今天主要帶來告警規則的分析。Prometheus中的告警規則允許你基于PromQL表達式定義告警觸發條件,Prometheus后端對這些觸發規則進行周期性計算,當滿足觸發條件后則會觸發告警通知。
什么是告警Rule
告警是prometheus的一個重要功能,接下來從源碼的角度來分析下告警的執行流程。
怎么定義告警Rule
一條典型的告警規則如下所示:
- groups:
- - name: example
- rules:
- - alert: HighErrorRate
- #指標需要在觸發告警之前的10分鐘內大于0.5。
- expr: job:request_latency_seconds:mean5m{job="myjob"} > 0.5
- for: 10m
- labels:
- severity: page
- annotations:
- summary: High request latency
- description: description info
在告警規則文件中,我們可以將一組相關的規則設置定義在一個group下。

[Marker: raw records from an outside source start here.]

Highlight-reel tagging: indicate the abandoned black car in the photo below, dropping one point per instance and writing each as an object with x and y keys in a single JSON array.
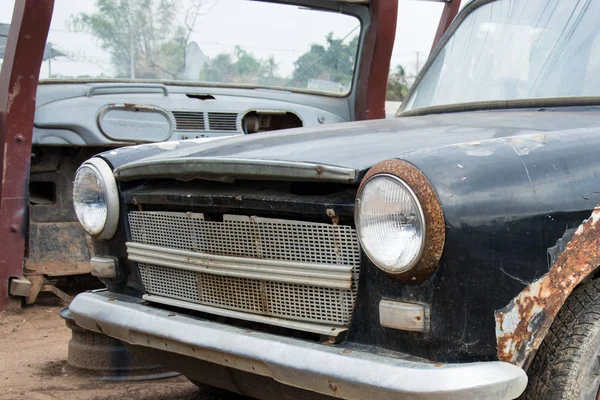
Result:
[{"x": 449, "y": 253}]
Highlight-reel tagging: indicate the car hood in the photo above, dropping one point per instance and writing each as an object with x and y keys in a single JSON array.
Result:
[{"x": 338, "y": 149}]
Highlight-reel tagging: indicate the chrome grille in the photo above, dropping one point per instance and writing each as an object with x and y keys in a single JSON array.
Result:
[
  {"x": 222, "y": 121},
  {"x": 250, "y": 237},
  {"x": 189, "y": 120}
]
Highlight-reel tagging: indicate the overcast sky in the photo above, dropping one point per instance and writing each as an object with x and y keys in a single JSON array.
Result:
[{"x": 224, "y": 23}]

在每一個group中我們可以定義多個告警規則(rule)。一條告警規則主要由以下幾部分組成:
- alert:告警規則的名稱。
- expr:基于PromQL表達式告警觸發條件,用于計算是否有時間序列滿足該條件。
- for:評估等待時間,可選參數。用于表示只有當觸發條件持續一段時間后才發送告警。在等待期間新產生告警的狀態為pending。
- labels:自定義標簽,允許用戶指定要附加到告警上的一組附加標簽。
- annotations:用于指定一組附加信息,比如用于描述告警詳細信息的文字等,annotations的內容在告警產生時會一同作為參數發送到Alertmanager。
Rule管理器
規則管理器會根據配置的規則,基于規則PromQL表達式告警的觸發條件,用于計算是否有時間序列滿足該條件。在滿足該條件時,將告警信息發送給告警服務。
- type Manager struct {
- opts *ManagerOptions //外部的依賴
- groups map[string]*Group //當前的規則組
- mtx sync.RWMutex //規則管理器讀寫鎖
- block chan struct{}
- done chan struct{}
- restored bool
- logger log.Logger
- }
- opts(*ManagerOptions類型):記錄了Manager實例使用到的其他模塊,例如storage模塊、notify模塊等。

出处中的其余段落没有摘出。